Member of the State Duma (Party List Seat)
- Incumbent
- Assumed office 12 October 2021

Personal details
- Born: 16 July 1980 (age 45) Arzamas-16, Gorky Oblast, RSFSR, USSR
- Party: United Russia
- Education: Minin University [ru]

= Roman Lyubarsky =

Russian politician

Roman Valerievich Lyubarsky (Роман Валерьевич Любарский; born 16 July 1980, Arzamas-16) is a Russian political figure and a deputy of the 8th State Duma.
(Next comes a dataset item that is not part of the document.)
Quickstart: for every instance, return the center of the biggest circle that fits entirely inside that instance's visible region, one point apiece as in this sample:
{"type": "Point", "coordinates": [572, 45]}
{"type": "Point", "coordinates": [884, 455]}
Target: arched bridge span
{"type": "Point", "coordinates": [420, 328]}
From 2008 to 2009, he was the chief specialist, deputy head, head of the party building department of the apparatus of the regional executive committee of the Nizhny Novgorod regional branch of the United Russia. From 2009 to 2012, Lyubarsky held the positions of the Deputy Head of the Party Building Department of the Department of Regional Work, Deputy Head of the Central Election Commission of the United Russia Party, Head of the Regional Work Department of the Party Central Election Commission. In 2012-2016, he worked in the apparatus of the plenipotentiary representative of the President of the Russian Federation in the Volga Federal District. From 2016 to 2019, Lyubarsky was the Minister of Internal Regional and Municipal Policy of the Nizhny Novgorod Oblast. Since September 2021, he has served as deputy of the 8th State Duma.

== Sanctions ==
He was sanctioned by the UK government in 2022 in relation to the Russo-Ukrainian War.

He is one of the members of the State Duma the United States Treasury sanctioned on 24 March 2022 in response to the 2022 Russian invasion of Ukraine.